101033 – Testsuite fails on i386

Bug 101033 - Testsuite fails on i386

Summary: Testsuite fails on i386

Status:	RESOLVED FIXED

Alias:	None

Product:	uchardet
Classification:	Unclassified
Component:	general (show other bugs)
Version:	unspecified
Hardware:	x86 (IA32) Linux (All)

Importance:	medium normal
Assignee:	Jehan
QA Contact:

URL:
Whiteboard:
Keywords:

Depends on:
Blocks:

Reported:	2017-05-13 16:07 UTC by James Cowgill
Modified:	2018-03-16 19:12 UTC (History)
CC List:	3 users (show)

See Also:
i915 platform:
i915 features:

Attachments
0001-nsSBCSGroupProber.cpp-accound-to-FPU-imprecision.patch (1.71 KB, patch) 2017-11-05 23:05 UTC, Sergei Trofimovich	Details \| Splinter Review
0001-build-turn-TARGET_ARCHITECTURE-into-option.patch (1.34 KB, patch) 2018-01-21 14:18 UTC, Coacher	Details \| Splinter Review
View All

Description James Cowgill 2017-05-13 16:07:46 UTC

The uchardet testsuite fails when run on i386 (although strangely not on other 32-bit architectures).

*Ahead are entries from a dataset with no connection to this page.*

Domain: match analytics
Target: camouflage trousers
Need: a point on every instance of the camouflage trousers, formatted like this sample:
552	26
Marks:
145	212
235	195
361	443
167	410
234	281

Full list of Debian architectures:
https://buildd.debian.org/status/logs.php?pkg=uchardet&ver=0.0.6-1&suite=experimental

In the above logs the th:tis-620 test fails. On the master branch these tests fail:
> The following tests FAILED:
> 	 29 - fi:iso-8859-1 (Failed)
> 	 37 - ga:iso-8859-1 (Failed)
> 	106 - th:tis-620 (Failed)
The reported (incorrect) encodings are:
> $ src/tools/uchardet ../test/fi/iso-8859-1.txt 
> ISO-8859-15
> $ src/tools/uchardet ../test/ga/iso-8859-1.txt 
> WINDOWS-1252
> $ src/tools/uchardet ../test/th/tis-620.txt 
> ISO-8859-11
The fact that it only affects one architecture makes me think that undefined behavior is being invoked somewhere, but neither ASan or UBSan pick up anything specific to these test cases.

Comment 1 Jehan 2017-05-14 11:50:00 UTC

That's weird.

Thanks for reporting. I will have to test an i386 build. If ever you find more information or even have a patch, do not hesitate. :)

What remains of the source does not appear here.